At first glance, Clemson University’s Will Henderson looks like he’s moving a house. The white box trailer hitched to his pickup truck resembles that of a popular moving and storage company.

Instead, Henderson is towing the newly equipped Clemson University Mobile Precision Ag Lab, a mini data-center on wheels that takes Clemson agricultural research from the field to the farmer. http://www.youtube.com/watch?v=4Ni9nqQ-lKg.

From the back of the trailer, Henderson can share real-time results of Clemson studies and demonstrate the principles of precision agriculture.

Think of it as less “U-Haul,” more “U-Learn.”

“It’s a traveling road show for precision ag,” Henderson said.

Precision agriculture is the practice of using remote-sensing, soil sampling and information-management tools to optimize agriculture production.

The intent is to improve the accuracy of applying water or chemicals within a field. The finite management of precision agriculture is in contrast to whole-field or whole-farm management where decisions are uniformly applied. This approach helps protect the environment and improve both yields and the grower’s bottom line.

“It’s micro-managing individual parts of the field,” Henderson said. “Precision ag can help increase a farmer’s net return by applying these principles on a site-specific basis.”

Recognizing that not everyone has the time and means to visit field days at Clemson’s research and education centers, Henderson can take the Precision Ag Lab to agricultural events and on-farm workshops around the state.

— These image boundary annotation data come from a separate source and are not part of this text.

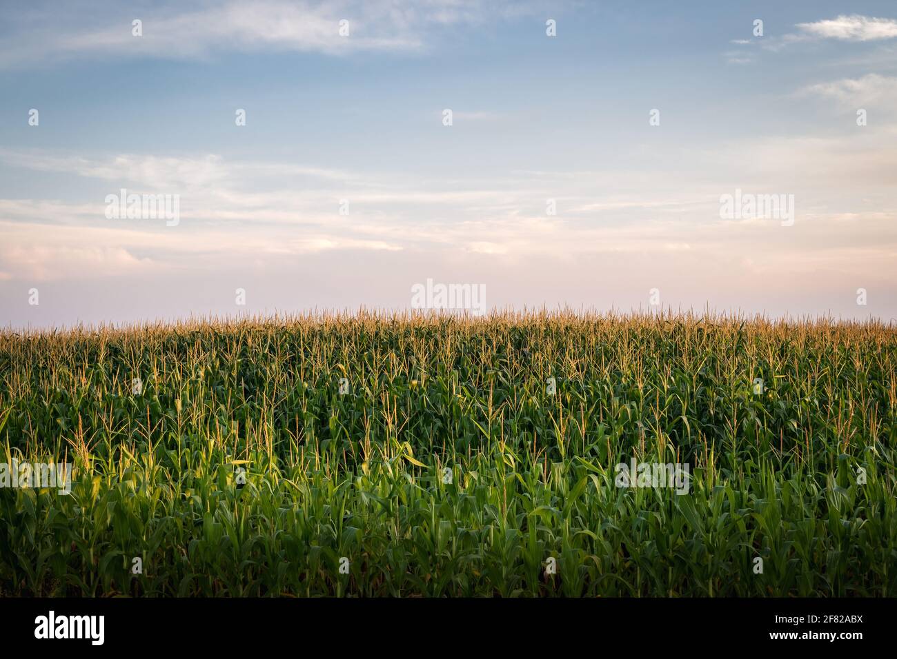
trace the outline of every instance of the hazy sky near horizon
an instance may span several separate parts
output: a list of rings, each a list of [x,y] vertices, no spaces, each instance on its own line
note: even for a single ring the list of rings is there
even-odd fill
[[[897,316],[893,1],[4,3],[0,90],[3,326],[405,309],[428,279]],[[177,224],[108,218],[121,188]],[[793,222],[723,216],[737,190]]]

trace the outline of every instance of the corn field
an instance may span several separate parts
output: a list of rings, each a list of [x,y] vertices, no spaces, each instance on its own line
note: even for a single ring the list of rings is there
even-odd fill
[[[831,319],[2,331],[0,462],[72,486],[0,489],[0,595],[893,596],[895,371]]]

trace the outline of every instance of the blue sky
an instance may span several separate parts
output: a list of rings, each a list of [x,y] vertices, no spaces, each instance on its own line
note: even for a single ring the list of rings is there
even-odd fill
[[[0,11],[4,325],[405,308],[428,278],[499,308],[897,315],[893,3]],[[107,218],[122,187],[179,222]],[[793,224],[721,217],[736,189],[793,195]]]

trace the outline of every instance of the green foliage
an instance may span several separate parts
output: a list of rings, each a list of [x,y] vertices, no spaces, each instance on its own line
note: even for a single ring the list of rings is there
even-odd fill
[[[74,464],[69,496],[0,489],[0,594],[894,595],[895,339],[563,313],[0,333],[0,462]],[[632,456],[690,491],[616,487]]]

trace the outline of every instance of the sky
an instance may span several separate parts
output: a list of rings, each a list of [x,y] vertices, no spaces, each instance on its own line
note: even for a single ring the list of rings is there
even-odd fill
[[[0,0],[0,326],[891,321],[895,256],[893,0]]]

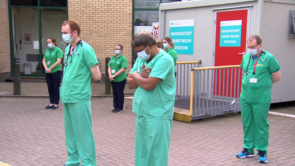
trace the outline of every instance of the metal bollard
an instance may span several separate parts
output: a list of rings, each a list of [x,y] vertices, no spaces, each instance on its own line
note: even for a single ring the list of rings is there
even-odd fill
[[[111,58],[107,57],[105,58],[105,94],[111,94],[111,81],[109,77],[109,67],[108,64],[111,60]]]
[[[15,57],[13,58],[13,70],[14,78],[13,78],[13,95],[21,94],[21,73],[19,65],[19,58]]]

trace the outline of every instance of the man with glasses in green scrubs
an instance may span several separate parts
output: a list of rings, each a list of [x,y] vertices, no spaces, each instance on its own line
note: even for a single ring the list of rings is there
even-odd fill
[[[65,21],[63,39],[69,44],[65,51],[60,99],[63,103],[65,133],[68,160],[66,166],[96,166],[90,100],[92,78],[100,79],[98,61],[91,47],[80,38],[75,21]]]
[[[174,62],[156,42],[144,30],[131,42],[138,58],[127,78],[128,87],[137,88],[132,104],[137,114],[136,166],[168,164],[176,89]]]
[[[266,163],[269,125],[267,115],[271,100],[272,84],[280,79],[280,67],[273,55],[263,50],[262,39],[257,34],[247,41],[249,53],[243,57],[244,70],[241,110],[244,131],[244,150],[236,156],[253,157],[256,148],[258,162]]]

After connecting a laptop computer to a high-definition television, Henderson can stream data live via the Internet from the Edisto Research and Education Center, where Henderson is based, and other Clemson research centers statewide.

Data from in-ground moisture sensors, yield monitors and other devices allow farmers and growers to view test results up close and learn how they could apply the techniques on their own land.

Henderson even has an “ag cam” that he plans to mount in a combine or cotton picker cab and focus on a precision ag display, such as a spray or steering system. The image can be streamed wirelessly to the trailer via the Internet.

Instead of groups of people climbing into the cab to see how the system operates, the live video can be viewed on the Precision Ag Lab’s TV for discussion in a group setting.

“What we’re aiming to do here — much like the principles of precision agriculture — is help make farmers and growers as efficient as possible, and ultimately save them money,” Henderson said.